# Turbofan POC: Testing
CAA 23/07/2020

This notebook follows Part 1 and Part 2. Part 1 set up the grid infrastructure and populated the nodes with data. Part 2 trains a model.

In this notebook, we will run a test script. You should be able to run this notebook on any server which is running a PyGridNetwork, or PyGridNode associated with the PyGridNetwork. The server running this notebook should have the validation dataset.
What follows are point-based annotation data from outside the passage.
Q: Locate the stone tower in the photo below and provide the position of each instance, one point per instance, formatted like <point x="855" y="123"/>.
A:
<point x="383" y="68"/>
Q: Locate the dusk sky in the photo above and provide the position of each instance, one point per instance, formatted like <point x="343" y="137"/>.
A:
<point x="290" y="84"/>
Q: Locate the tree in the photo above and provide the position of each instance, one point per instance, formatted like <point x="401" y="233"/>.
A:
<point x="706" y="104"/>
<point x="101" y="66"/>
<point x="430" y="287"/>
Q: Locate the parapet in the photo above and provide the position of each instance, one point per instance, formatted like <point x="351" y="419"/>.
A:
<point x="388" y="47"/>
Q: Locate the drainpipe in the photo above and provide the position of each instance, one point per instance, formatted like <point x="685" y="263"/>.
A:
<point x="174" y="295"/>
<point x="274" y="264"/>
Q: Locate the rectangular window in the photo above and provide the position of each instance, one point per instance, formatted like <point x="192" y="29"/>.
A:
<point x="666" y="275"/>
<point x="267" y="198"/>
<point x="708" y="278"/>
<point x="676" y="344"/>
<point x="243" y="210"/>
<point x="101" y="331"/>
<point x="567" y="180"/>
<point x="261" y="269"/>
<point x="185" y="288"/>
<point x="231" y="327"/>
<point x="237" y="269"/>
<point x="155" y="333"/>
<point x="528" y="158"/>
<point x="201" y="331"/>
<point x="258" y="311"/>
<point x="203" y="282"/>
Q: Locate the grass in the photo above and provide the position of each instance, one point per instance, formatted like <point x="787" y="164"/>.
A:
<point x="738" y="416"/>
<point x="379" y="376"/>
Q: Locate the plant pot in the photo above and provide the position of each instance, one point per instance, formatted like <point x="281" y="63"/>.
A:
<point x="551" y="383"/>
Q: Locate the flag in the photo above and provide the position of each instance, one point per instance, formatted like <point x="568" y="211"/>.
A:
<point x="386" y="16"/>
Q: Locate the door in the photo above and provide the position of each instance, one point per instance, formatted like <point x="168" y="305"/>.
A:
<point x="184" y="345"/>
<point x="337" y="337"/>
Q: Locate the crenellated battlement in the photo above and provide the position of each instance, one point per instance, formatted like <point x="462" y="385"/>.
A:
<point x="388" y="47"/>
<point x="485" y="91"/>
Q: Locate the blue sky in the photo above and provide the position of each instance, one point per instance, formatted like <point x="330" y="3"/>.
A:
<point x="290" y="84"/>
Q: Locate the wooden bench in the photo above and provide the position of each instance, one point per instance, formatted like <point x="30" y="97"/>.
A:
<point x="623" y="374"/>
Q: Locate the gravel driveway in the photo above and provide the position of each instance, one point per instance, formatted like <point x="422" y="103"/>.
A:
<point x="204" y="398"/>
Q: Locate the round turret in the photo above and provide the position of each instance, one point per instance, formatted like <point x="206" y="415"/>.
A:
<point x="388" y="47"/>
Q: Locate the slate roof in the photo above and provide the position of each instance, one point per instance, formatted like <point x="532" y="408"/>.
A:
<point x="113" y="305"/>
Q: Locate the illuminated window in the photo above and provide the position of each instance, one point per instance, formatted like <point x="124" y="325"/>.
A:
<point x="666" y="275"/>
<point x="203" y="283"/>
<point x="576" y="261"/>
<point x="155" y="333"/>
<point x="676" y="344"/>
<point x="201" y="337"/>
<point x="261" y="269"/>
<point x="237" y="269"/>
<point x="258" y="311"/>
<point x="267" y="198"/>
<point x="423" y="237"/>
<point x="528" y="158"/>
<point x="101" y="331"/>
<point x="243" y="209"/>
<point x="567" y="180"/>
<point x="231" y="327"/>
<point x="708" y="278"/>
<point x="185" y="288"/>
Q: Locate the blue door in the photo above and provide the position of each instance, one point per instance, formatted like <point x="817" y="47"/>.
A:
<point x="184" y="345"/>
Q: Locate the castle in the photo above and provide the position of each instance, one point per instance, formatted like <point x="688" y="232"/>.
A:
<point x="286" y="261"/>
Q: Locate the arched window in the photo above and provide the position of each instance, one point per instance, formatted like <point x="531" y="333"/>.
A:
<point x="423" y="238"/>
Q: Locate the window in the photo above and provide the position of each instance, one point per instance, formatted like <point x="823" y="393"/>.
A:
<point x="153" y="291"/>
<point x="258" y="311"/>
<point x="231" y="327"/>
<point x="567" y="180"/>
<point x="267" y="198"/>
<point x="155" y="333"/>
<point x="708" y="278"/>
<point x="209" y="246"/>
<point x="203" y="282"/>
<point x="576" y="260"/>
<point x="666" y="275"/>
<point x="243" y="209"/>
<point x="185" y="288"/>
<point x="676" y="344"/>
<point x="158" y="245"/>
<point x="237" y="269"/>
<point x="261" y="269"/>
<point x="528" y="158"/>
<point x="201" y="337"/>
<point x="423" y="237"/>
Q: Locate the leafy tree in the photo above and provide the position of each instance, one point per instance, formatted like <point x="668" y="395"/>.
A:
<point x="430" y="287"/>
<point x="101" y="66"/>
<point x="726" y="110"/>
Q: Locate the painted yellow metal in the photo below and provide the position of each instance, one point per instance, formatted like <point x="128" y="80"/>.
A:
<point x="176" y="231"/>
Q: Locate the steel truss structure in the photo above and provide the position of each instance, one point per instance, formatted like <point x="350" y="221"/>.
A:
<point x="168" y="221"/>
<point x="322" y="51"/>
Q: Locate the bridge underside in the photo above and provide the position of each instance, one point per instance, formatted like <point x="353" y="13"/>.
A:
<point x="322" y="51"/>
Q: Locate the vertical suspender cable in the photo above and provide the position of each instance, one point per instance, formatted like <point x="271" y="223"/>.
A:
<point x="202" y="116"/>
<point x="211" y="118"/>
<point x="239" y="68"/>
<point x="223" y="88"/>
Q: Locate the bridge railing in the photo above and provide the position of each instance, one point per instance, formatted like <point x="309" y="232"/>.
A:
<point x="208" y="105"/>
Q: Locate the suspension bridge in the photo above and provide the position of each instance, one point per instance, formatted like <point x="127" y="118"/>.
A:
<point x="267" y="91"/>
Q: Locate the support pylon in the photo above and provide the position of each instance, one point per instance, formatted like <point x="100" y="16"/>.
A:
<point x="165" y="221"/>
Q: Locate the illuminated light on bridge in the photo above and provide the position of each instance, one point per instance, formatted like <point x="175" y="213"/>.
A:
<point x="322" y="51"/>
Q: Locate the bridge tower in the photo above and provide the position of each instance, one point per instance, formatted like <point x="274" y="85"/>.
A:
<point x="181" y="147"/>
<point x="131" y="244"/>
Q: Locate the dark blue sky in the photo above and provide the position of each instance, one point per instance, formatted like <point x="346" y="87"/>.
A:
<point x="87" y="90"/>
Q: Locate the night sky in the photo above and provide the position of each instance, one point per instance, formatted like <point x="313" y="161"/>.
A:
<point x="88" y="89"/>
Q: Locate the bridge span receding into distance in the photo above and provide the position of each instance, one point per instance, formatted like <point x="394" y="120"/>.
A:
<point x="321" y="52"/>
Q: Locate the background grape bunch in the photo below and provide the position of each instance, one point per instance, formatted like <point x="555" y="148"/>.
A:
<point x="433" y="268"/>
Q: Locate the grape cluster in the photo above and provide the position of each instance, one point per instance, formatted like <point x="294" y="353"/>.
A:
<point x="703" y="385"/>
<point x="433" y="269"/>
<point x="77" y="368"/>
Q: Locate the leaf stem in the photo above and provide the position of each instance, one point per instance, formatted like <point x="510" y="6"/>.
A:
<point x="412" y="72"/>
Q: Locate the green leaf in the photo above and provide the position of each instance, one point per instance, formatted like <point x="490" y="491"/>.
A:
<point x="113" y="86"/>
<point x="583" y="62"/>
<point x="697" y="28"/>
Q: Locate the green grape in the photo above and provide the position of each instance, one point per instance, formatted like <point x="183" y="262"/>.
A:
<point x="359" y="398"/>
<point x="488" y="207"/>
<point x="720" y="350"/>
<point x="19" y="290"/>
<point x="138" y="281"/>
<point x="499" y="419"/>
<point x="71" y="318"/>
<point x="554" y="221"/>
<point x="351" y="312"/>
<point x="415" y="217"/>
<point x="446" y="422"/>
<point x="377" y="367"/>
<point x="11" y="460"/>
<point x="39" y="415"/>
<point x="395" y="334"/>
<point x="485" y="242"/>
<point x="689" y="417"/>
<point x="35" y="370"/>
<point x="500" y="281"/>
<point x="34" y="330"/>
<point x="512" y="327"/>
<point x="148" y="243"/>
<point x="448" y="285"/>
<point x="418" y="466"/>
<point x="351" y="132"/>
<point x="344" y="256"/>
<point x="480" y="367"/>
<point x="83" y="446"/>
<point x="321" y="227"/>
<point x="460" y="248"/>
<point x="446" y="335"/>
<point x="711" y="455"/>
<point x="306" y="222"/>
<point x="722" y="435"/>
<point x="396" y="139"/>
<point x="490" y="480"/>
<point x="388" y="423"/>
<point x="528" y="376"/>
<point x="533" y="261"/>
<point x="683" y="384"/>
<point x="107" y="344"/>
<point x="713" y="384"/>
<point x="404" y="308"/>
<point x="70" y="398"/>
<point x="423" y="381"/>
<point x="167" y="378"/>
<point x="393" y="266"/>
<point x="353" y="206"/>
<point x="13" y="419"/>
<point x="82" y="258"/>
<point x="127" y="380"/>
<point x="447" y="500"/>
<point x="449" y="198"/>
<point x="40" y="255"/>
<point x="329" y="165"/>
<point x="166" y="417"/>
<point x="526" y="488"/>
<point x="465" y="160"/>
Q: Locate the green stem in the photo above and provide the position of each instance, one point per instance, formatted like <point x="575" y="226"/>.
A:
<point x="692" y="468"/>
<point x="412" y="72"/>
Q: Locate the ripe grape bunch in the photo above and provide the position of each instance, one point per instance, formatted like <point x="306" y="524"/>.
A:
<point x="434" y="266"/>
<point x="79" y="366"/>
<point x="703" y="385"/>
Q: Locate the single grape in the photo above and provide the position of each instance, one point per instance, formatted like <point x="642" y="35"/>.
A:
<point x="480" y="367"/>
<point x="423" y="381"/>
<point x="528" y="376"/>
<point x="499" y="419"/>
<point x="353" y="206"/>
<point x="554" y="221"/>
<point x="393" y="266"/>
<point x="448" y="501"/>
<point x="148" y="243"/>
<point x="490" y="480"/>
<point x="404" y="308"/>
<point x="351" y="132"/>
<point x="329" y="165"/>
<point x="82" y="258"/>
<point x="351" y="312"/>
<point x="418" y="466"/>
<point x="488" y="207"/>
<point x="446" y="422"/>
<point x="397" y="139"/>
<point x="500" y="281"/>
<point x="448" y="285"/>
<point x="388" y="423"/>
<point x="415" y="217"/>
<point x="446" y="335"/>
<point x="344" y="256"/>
It can be thought of as a validation server.

Notebook dependencies:
- [OpenMined Turbofan POC](https://github.com/matthiaslau/Turbofan-Federated-Learning-POC) repository (follow instructions for downloading and preprocessing the dataset, and place this notebook in the root directory of the repository)
- PySyft 0.2.7

NOTE: At the time of running this notebook, we were running the following processes.
- PyGridNetwork: server Bob (http://localhost:5000)
- PyGridNode: server Bob (http://localhost:3000)
- PyGridNode: server Alice (http://18.218.13.132:3001)
- This Jupyter Notebook: server Bob (http://localhost:8000)—you should be able to run this notebook on any server which is running a PyGridNetwork, or PyGridNode associated with the PyGridNetwork

## Import dependencies

In [16]:
import syft as sy
from syft.grid.clients.dynamic_fl_client import DynamicFLClient
import torch
import pandas as pd
from numpy import mean
from numpy.random import laplace
from pathlib import Path
from tqdm import tqdm

from federated_trainer.helper.data_helper import _load_data, WINDOW_SIZE, _drop_unnecessary_columns, _transform_to_windowed_data, get_data_loader, _clip_rul

import models

def add_rul_to_train_data(train_data):
    """ Calculate and add the RUL to all rows in the given training data.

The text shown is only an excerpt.